We leave in my car (very fast convertible) with the top down. All I know is I have to get away. Of course we are going where I find the most comfort. It is not a place I know but a place I find When I am at peace I suppose. Beautifical rolling hills of green flowing grass with trees spread intermitenly. They are so beautiful, everything is so beautiful, I find myself lost in them often. All I want to do is run forever and ever there.
But I am in a car going very fast. So fast I am positive I cannot negotiate the next curve. At each curve I am sure we will go off the curve, crash, and surely die. I am so sure we will that I basically give a last prayer and say at least they can't get us. But with every curve my car holds steadfast and eases through it with no problem at all.
As my fear and anticipation of death eases, I suddenly come to a straight away. This straight away leads directly back in the direction we were escaping. I realize this and think "Oh my gosh" were going back. But then suddenly I look to my left and see this herd of Buffalo.

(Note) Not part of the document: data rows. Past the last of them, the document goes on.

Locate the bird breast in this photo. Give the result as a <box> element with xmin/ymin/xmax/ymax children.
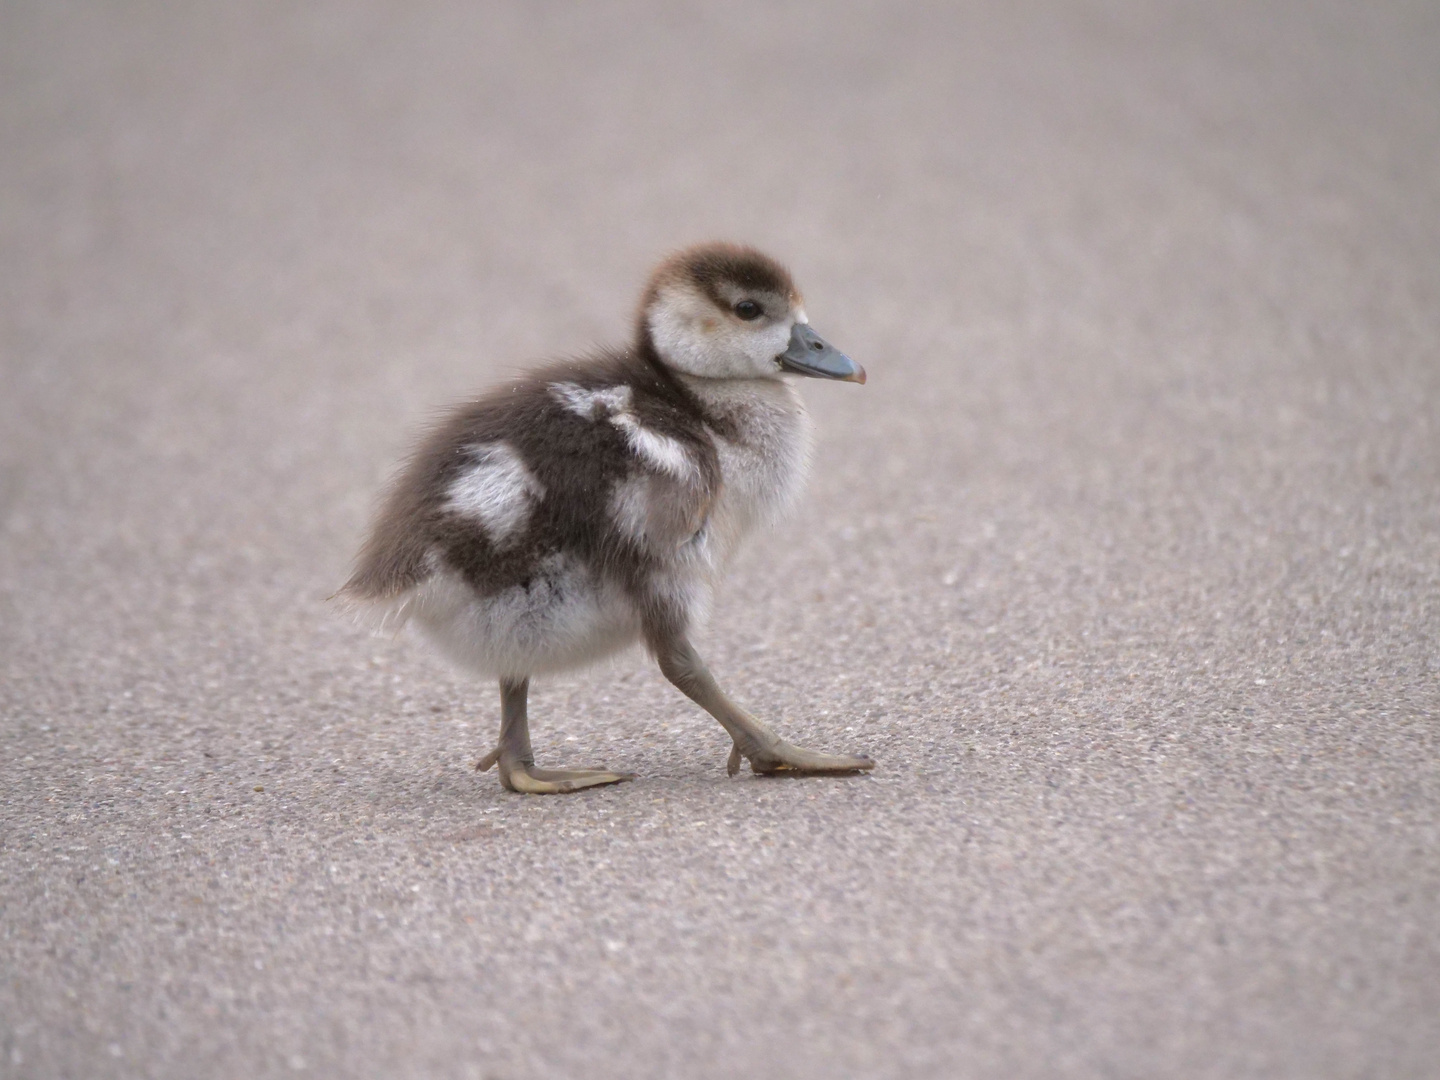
<box><xmin>684</xmin><ymin>375</ymin><xmax>814</xmax><ymax>558</ymax></box>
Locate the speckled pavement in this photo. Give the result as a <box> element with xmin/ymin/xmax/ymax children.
<box><xmin>2</xmin><ymin>3</ymin><xmax>1437</xmax><ymax>1078</ymax></box>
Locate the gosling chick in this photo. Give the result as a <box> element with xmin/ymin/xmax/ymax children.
<box><xmin>340</xmin><ymin>242</ymin><xmax>874</xmax><ymax>792</ymax></box>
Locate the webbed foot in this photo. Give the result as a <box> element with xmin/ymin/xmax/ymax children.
<box><xmin>501</xmin><ymin>761</ymin><xmax>634</xmax><ymax>794</ymax></box>
<box><xmin>478</xmin><ymin>748</ymin><xmax>632</xmax><ymax>793</ymax></box>
<box><xmin>726</xmin><ymin>738</ymin><xmax>874</xmax><ymax>777</ymax></box>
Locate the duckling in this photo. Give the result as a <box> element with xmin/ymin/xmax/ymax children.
<box><xmin>339</xmin><ymin>242</ymin><xmax>874</xmax><ymax>793</ymax></box>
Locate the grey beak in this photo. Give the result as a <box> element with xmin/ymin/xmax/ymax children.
<box><xmin>777</xmin><ymin>323</ymin><xmax>866</xmax><ymax>384</ymax></box>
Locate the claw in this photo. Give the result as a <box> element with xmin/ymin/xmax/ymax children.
<box><xmin>475</xmin><ymin>747</ymin><xmax>501</xmax><ymax>772</ymax></box>
<box><xmin>726</xmin><ymin>743</ymin><xmax>743</xmax><ymax>776</ymax></box>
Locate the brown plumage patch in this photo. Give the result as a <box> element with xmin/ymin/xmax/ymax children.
<box><xmin>637</xmin><ymin>242</ymin><xmax>800</xmax><ymax>329</ymax></box>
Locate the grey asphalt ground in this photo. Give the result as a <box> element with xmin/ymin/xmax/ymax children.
<box><xmin>3</xmin><ymin>2</ymin><xmax>1438</xmax><ymax>1078</ymax></box>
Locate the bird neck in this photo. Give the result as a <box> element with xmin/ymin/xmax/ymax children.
<box><xmin>631</xmin><ymin>327</ymin><xmax>745</xmax><ymax>440</ymax></box>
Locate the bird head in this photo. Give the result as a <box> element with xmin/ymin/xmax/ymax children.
<box><xmin>639</xmin><ymin>242</ymin><xmax>865</xmax><ymax>385</ymax></box>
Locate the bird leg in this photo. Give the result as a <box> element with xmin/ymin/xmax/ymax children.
<box><xmin>651</xmin><ymin>633</ymin><xmax>874</xmax><ymax>777</ymax></box>
<box><xmin>488</xmin><ymin>677</ymin><xmax>634</xmax><ymax>794</ymax></box>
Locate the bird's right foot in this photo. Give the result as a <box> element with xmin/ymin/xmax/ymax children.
<box><xmin>727</xmin><ymin>738</ymin><xmax>874</xmax><ymax>777</ymax></box>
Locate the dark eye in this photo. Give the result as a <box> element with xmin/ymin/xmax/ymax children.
<box><xmin>733</xmin><ymin>299</ymin><xmax>763</xmax><ymax>321</ymax></box>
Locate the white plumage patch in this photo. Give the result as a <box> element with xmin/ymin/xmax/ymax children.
<box><xmin>550</xmin><ymin>380</ymin><xmax>696</xmax><ymax>482</ymax></box>
<box><xmin>551</xmin><ymin>382</ymin><xmax>633</xmax><ymax>419</ymax></box>
<box><xmin>443</xmin><ymin>441</ymin><xmax>543</xmax><ymax>545</ymax></box>
<box><xmin>609</xmin><ymin>412</ymin><xmax>696</xmax><ymax>481</ymax></box>
<box><xmin>608</xmin><ymin>473</ymin><xmax>653</xmax><ymax>548</ymax></box>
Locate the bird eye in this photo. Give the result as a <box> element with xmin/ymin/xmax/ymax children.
<box><xmin>733</xmin><ymin>300</ymin><xmax>763</xmax><ymax>321</ymax></box>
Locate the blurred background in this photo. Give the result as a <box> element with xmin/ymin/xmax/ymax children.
<box><xmin>2</xmin><ymin>2</ymin><xmax>1437</xmax><ymax>1078</ymax></box>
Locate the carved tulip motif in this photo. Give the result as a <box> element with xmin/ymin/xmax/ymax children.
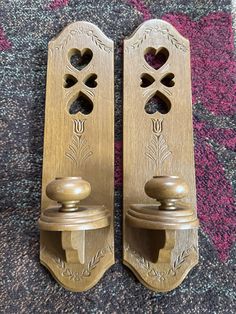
<box><xmin>74</xmin><ymin>119</ymin><xmax>86</xmax><ymax>136</ymax></box>
<box><xmin>146</xmin><ymin>118</ymin><xmax>171</xmax><ymax>174</ymax></box>
<box><xmin>152</xmin><ymin>118</ymin><xmax>163</xmax><ymax>134</ymax></box>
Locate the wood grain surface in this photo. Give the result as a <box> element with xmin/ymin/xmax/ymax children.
<box><xmin>123</xmin><ymin>19</ymin><xmax>199</xmax><ymax>292</ymax></box>
<box><xmin>39</xmin><ymin>21</ymin><xmax>114</xmax><ymax>292</ymax></box>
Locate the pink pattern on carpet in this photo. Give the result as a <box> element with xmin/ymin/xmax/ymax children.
<box><xmin>194</xmin><ymin>119</ymin><xmax>236</xmax><ymax>151</ymax></box>
<box><xmin>126</xmin><ymin>0</ymin><xmax>152</xmax><ymax>20</ymax></box>
<box><xmin>195</xmin><ymin>141</ymin><xmax>235</xmax><ymax>262</ymax></box>
<box><xmin>162</xmin><ymin>12</ymin><xmax>235</xmax><ymax>116</ymax></box>
<box><xmin>46</xmin><ymin>0</ymin><xmax>69</xmax><ymax>10</ymax></box>
<box><xmin>162</xmin><ymin>13</ymin><xmax>236</xmax><ymax>261</ymax></box>
<box><xmin>0</xmin><ymin>26</ymin><xmax>11</xmax><ymax>51</ymax></box>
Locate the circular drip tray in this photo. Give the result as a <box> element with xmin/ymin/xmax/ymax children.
<box><xmin>39</xmin><ymin>205</ymin><xmax>110</xmax><ymax>231</ymax></box>
<box><xmin>126</xmin><ymin>204</ymin><xmax>199</xmax><ymax>230</ymax></box>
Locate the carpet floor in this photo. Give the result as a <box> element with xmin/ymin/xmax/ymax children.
<box><xmin>0</xmin><ymin>1</ymin><xmax>235</xmax><ymax>313</ymax></box>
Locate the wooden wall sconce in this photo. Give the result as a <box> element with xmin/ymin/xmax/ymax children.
<box><xmin>123</xmin><ymin>19</ymin><xmax>199</xmax><ymax>292</ymax></box>
<box><xmin>38</xmin><ymin>22</ymin><xmax>114</xmax><ymax>291</ymax></box>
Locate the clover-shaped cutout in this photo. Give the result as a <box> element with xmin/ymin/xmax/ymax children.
<box><xmin>69</xmin><ymin>48</ymin><xmax>93</xmax><ymax>71</ymax></box>
<box><xmin>140</xmin><ymin>73</ymin><xmax>155</xmax><ymax>88</ymax></box>
<box><xmin>145</xmin><ymin>91</ymin><xmax>171</xmax><ymax>115</ymax></box>
<box><xmin>69</xmin><ymin>92</ymin><xmax>93</xmax><ymax>115</ymax></box>
<box><xmin>144</xmin><ymin>47</ymin><xmax>169</xmax><ymax>70</ymax></box>
<box><xmin>161</xmin><ymin>73</ymin><xmax>175</xmax><ymax>87</ymax></box>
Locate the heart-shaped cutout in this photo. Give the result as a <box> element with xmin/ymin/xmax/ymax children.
<box><xmin>161</xmin><ymin>73</ymin><xmax>175</xmax><ymax>87</ymax></box>
<box><xmin>145</xmin><ymin>91</ymin><xmax>171</xmax><ymax>115</ymax></box>
<box><xmin>144</xmin><ymin>47</ymin><xmax>169</xmax><ymax>70</ymax></box>
<box><xmin>84</xmin><ymin>74</ymin><xmax>97</xmax><ymax>88</ymax></box>
<box><xmin>69</xmin><ymin>92</ymin><xmax>93</xmax><ymax>115</ymax></box>
<box><xmin>140</xmin><ymin>73</ymin><xmax>155</xmax><ymax>88</ymax></box>
<box><xmin>69</xmin><ymin>48</ymin><xmax>93</xmax><ymax>71</ymax></box>
<box><xmin>64</xmin><ymin>74</ymin><xmax>78</xmax><ymax>88</ymax></box>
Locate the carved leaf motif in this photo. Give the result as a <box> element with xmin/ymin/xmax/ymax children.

Mind you, all the roads we were on were 2 lane old country road types and we never see another car. To the left of me is an old wooden fence with a herd of Buffalo walking back in the direction I was escaping. As I am watching them (now I am moving at about 10 miles per hour) my son says to me "What are those Mom?" And I tell him "Buffalo... Haven't you ever seen a Buffalo?" Then I see a White Buffalo Calf. My first impression was it was a female but suddenly I wasn't sure.
Then I state, "Oh my gosh, There's a White Buffalo!" "Do you know what a White Buffalo means?"
My son says no and I tell him that there is an old Indian legend about the White Buffalo... But then I hesitate because I cannot remember the Nation... Then I look up and the road is blocked. This is the oddest part of the dream...
The road goes on. I can see where it curves along the hill turning South but right in front of me is a huge ramp. It is built from the opposite direction and only half complteted. So I am up against the butt end of it (or uncompleted center) and there is no room to go around it. It as if I haven't began building the ramp and the Buffalo are going where? Back?
This is what confuses me.
I never expected the ramp or having to have to build a ramp?
Why a ramp?
Is it blocking a passage?
Or blocKing access that I might yearn somehow?... Or Fear somehow? Home is my dominate thought always... I feel denied here.
Why are the Buffalo going in that direction?
Why did they not fear me?
Why was the converstion between my son and I interupted?
Why The White Buffalo?
I am Part Cherokee, Chippewa, Choctaw, and Blackfeet. I dont know that this has relevance except that I am always reminded of it. No one in my family speaks of heritage and I do not bear resmeblance to any "nation". I am of mixed breed (as I am told) and not relevent as it were. Raised as saxon german, irish, and portuguese descent, you will only see heritage in my fore fathers. I am born to a world of men who possess rather than embrace. Questions I pose are answered only through diligence by my person.
All I know of my past is limited remembrance, no one speaks. People say they love you and will be there for you. If you have to wonder, then there is cause.
If you have some insight please do respond.
Grace be given,
If you carry pain in your heart... find love to release it.